[PATCH V4 2/2] nvme-core: use xarray for ctrl ns tracking

Chaitanya Kulkarni chaitanya.kulkarni at wdc.com
Sun Jul 19 23:32:03 EDT 2020


This patch replaces the ctrl->namespaces tracking from linked list to
xarray and improves the performance. For host even though
nvme_find_get_ns() doesn't fall into the fast path yet it does for
NVMeOF passthru patch-series which is currently under review.
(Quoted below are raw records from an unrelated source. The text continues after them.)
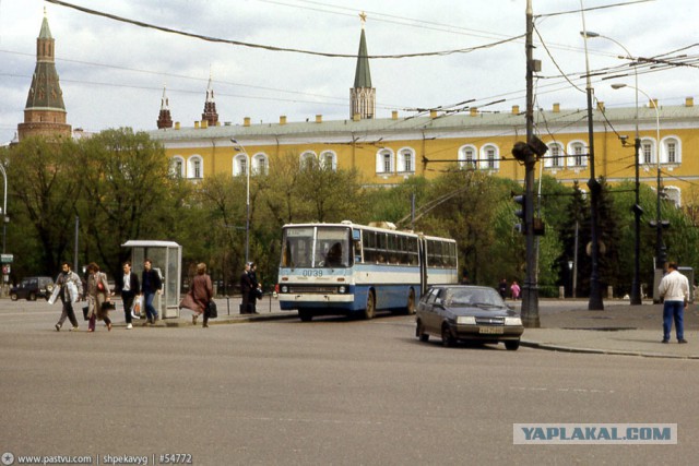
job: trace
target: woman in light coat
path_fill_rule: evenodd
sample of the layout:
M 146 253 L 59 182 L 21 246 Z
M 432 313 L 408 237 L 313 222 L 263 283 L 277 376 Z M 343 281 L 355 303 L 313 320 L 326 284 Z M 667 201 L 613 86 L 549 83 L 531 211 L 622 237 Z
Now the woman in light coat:
M 99 272 L 99 265 L 91 262 L 87 265 L 87 319 L 90 321 L 87 332 L 95 331 L 95 321 L 97 319 L 105 321 L 107 330 L 111 331 L 109 311 L 103 309 L 105 302 L 110 302 L 110 294 L 107 274 Z

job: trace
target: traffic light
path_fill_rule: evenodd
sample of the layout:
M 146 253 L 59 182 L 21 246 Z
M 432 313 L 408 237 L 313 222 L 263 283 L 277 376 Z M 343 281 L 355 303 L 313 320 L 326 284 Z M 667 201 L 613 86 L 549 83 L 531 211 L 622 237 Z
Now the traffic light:
M 514 229 L 526 235 L 526 195 L 512 193 L 512 201 L 521 206 L 514 211 L 514 216 L 520 219 L 520 223 L 514 225 Z

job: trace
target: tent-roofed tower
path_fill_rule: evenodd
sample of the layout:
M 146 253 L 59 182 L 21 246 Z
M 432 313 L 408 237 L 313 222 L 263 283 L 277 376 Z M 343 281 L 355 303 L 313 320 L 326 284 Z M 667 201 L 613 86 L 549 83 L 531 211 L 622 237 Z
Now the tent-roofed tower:
M 24 107 L 24 122 L 17 124 L 22 139 L 33 135 L 70 138 L 71 127 L 66 123 L 66 105 L 55 62 L 55 40 L 48 27 L 46 9 L 42 31 L 36 39 L 36 67 Z
M 206 86 L 206 101 L 204 103 L 204 112 L 201 113 L 201 121 L 206 121 L 210 127 L 215 127 L 218 123 L 216 101 L 214 100 L 214 89 L 211 85 L 211 74 L 209 74 L 209 86 Z
M 173 116 L 170 115 L 170 105 L 163 86 L 163 98 L 161 98 L 161 112 L 157 116 L 157 129 L 173 128 Z
M 371 119 L 376 115 L 376 89 L 371 87 L 371 71 L 369 70 L 369 53 L 367 51 L 367 38 L 364 33 L 364 24 L 367 15 L 363 12 L 362 36 L 359 38 L 359 52 L 357 53 L 357 69 L 354 73 L 354 87 L 350 89 L 350 117 L 355 115 L 360 119 Z

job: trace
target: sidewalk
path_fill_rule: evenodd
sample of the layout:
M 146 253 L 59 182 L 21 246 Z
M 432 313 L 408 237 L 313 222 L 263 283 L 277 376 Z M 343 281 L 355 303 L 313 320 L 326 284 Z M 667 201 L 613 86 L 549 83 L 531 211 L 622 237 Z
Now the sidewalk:
M 295 311 L 281 311 L 279 301 L 266 296 L 258 302 L 258 314 L 240 314 L 240 299 L 217 298 L 218 318 L 211 325 L 296 318 Z M 512 304 L 511 301 L 508 303 Z M 519 309 L 521 303 L 514 303 Z M 675 332 L 662 344 L 662 304 L 645 301 L 629 306 L 621 300 L 604 302 L 603 311 L 589 311 L 587 300 L 540 300 L 540 328 L 525 328 L 522 346 L 555 351 L 653 358 L 699 359 L 699 304 L 685 311 L 686 345 L 677 344 Z M 138 322 L 135 323 L 138 325 Z M 179 319 L 158 321 L 156 326 L 190 326 L 191 313 L 181 310 Z M 201 319 L 199 320 L 201 325 Z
This
prepares us to improve performance for future NVMeOF passthru backend
since nvme_find_get_ns() uses same data structure as it does in target
to find namespace in I/O patch from nsid specified in the nvme_rw_cmd.

Signed-off-by: Chaitanya Kulkarni <chaitanya.kulkarni at wdc.com>
---
 drivers/nvme/host/core.c      | 184 ++++++++++++++++------------------
 drivers/nvme/host/multipath.c |  15 ++-
 drivers/nvme/host/nvme.h      |   5 +-
 3 files changed, 96 insertions(+), 108 deletions(-)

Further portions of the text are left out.